One young lawyer who worked in the Justice Department until 2018 took to the New York Times recently to express deep regret for the time she spent working in President Donald Trump’s Office of Legal Counsel, a division Department of Justice where, as she put it, lawyers write “permission slips” attesting to the legality of executive orders. Erica Newland, a holdover from the Obama administration, at first believed that she could better serve the country by “pushing back from within” against Trump’s efforts. And while she and her colleagues succeeded in narrowing some of Trump’s policies, their success came at a price. “We attorneys diminished the immediate harmful impacts of President Trump’s executive orders—but we also made them more palatable to the courts.”

Newland has come to the conclusion that she and her colleagues, who were “some of the country’s finest lawyers,” should all have quit at the earliest opportunity, which would have left the Trump administration in the hands of some of the “second-rate lawyers,” like Rudy Giuliani, who have clownishly failed to overturn the presidential election. Given their “lack of basic legal skills,” says Newland, those attorneys might likewise have failed in their attempts to defend Trump’s Muslim ban and other ugly and destructive policies.

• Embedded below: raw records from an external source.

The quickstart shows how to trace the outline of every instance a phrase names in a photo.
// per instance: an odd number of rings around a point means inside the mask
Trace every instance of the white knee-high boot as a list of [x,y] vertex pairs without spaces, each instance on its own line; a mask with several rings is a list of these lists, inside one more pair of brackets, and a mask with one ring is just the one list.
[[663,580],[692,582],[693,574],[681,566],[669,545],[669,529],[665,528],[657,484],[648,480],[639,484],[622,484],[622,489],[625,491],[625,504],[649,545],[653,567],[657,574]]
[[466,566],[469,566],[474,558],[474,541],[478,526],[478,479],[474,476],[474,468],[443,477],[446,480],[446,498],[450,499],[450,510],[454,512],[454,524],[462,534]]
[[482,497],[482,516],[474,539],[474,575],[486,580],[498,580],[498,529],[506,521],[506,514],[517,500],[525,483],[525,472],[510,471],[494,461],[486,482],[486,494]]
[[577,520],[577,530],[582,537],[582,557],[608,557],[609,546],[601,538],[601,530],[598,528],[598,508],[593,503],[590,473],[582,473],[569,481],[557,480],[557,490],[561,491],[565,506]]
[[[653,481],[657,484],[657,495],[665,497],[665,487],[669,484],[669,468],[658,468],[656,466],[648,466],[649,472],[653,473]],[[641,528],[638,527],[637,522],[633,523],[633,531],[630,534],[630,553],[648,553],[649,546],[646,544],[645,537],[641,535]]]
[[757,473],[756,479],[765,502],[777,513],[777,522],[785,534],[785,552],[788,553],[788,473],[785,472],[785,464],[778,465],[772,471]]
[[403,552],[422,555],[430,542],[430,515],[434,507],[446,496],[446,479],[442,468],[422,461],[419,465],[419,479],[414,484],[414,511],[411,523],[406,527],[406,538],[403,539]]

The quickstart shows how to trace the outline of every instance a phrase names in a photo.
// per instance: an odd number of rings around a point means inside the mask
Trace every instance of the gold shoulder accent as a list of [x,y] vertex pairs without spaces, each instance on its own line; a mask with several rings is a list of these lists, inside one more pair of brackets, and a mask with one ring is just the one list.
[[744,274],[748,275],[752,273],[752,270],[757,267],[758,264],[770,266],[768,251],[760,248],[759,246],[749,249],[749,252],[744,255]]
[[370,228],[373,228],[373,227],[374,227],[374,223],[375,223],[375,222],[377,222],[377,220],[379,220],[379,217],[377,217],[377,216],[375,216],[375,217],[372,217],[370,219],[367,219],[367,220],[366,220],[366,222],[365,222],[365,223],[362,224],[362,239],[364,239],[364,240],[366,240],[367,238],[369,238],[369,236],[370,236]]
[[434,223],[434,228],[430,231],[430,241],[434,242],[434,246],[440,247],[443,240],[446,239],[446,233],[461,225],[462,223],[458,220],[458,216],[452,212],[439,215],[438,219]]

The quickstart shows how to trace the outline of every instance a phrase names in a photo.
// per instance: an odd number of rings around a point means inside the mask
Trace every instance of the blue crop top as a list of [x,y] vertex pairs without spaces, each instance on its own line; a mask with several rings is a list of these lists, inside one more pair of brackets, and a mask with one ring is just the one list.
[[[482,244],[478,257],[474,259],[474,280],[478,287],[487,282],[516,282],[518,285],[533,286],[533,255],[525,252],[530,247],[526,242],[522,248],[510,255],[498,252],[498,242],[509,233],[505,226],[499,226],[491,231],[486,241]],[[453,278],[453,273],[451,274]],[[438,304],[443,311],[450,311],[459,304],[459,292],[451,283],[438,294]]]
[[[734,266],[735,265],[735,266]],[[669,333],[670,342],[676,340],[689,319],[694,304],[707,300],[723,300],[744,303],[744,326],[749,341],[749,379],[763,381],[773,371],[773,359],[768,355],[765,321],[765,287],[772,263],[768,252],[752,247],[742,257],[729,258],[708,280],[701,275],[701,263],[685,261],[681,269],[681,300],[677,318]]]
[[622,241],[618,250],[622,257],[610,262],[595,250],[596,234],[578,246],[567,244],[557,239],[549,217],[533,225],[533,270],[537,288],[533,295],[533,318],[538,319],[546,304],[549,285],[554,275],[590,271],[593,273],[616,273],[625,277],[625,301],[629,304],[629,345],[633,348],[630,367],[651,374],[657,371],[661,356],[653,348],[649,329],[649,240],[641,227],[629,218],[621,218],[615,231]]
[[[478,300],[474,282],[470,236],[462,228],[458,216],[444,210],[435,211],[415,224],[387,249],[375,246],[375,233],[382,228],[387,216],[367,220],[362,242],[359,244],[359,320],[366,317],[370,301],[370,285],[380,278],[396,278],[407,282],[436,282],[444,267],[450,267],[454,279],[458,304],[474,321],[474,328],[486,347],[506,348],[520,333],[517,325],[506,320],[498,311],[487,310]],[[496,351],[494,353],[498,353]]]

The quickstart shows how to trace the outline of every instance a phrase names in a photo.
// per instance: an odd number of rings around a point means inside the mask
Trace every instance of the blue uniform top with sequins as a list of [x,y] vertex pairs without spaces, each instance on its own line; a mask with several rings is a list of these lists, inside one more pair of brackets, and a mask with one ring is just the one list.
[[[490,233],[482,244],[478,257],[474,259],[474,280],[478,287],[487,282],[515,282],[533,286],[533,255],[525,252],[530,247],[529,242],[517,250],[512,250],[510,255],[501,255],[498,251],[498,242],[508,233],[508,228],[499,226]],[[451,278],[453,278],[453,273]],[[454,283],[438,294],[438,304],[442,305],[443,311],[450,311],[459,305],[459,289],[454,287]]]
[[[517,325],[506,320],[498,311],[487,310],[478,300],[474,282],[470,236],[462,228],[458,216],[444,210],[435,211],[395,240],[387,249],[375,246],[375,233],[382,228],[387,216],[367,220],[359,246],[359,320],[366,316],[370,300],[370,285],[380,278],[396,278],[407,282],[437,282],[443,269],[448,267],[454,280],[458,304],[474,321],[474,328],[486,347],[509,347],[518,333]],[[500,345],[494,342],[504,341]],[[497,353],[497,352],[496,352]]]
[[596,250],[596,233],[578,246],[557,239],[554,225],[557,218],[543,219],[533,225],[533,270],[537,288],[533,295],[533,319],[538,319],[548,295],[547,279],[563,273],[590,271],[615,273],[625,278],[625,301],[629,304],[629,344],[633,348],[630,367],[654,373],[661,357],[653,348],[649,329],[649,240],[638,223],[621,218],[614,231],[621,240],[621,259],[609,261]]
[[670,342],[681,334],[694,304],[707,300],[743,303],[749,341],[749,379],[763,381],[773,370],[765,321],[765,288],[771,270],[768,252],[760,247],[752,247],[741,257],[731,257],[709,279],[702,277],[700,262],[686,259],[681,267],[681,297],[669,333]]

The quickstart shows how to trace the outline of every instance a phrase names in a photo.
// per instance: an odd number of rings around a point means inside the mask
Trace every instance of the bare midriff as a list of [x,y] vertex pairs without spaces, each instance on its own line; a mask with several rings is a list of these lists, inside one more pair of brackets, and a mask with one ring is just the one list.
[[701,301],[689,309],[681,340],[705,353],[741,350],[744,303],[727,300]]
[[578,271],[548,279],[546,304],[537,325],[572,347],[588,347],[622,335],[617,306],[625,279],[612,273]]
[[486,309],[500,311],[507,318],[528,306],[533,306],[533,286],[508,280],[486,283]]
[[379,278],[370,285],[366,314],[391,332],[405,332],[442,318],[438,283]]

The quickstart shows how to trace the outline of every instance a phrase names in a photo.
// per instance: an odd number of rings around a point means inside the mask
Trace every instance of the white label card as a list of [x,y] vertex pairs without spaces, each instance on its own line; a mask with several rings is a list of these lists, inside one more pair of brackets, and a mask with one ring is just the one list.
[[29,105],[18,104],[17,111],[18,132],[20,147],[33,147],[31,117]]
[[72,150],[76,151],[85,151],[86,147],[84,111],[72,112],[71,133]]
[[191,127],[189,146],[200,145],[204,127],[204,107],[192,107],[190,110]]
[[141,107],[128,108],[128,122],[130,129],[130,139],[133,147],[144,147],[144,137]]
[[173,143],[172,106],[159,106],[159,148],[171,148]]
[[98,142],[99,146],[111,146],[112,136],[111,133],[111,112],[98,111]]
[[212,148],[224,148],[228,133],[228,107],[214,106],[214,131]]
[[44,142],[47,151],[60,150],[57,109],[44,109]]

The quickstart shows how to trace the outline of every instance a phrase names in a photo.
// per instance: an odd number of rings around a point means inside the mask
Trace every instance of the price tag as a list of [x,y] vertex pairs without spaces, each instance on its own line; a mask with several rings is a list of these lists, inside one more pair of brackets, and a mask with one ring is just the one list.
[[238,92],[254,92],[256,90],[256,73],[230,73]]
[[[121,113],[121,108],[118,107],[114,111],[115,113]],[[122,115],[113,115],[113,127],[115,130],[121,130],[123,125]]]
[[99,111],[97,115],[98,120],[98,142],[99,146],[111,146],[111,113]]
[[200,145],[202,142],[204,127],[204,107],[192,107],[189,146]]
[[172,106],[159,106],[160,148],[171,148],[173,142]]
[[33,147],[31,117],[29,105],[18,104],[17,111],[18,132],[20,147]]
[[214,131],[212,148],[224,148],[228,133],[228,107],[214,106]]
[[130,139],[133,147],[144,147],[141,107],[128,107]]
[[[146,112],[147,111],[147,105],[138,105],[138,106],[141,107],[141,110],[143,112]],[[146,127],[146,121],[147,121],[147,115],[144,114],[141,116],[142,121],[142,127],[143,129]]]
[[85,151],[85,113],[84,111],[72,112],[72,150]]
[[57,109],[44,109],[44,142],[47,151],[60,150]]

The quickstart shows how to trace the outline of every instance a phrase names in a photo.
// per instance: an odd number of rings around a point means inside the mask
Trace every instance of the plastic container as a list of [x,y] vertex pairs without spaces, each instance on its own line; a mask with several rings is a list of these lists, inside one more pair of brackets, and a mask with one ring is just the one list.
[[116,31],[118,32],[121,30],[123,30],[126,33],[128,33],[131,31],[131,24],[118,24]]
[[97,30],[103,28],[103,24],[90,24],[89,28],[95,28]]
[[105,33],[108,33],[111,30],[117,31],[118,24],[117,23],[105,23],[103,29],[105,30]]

Newland’s heartfelt apology is deeply moving, and I certainly would not have advised anyone to participate in Trump’s “systematic attacks on our democracy,” but she makes two basic mistakes. First, Newland argues that the resignation of elite Justice Department lawyers would have forced the Trump administration to employ lesser talents who would have been unable to achieve any victories in court. Second, she overestimates the ability of top lawyers to sell worthless cases to the courts.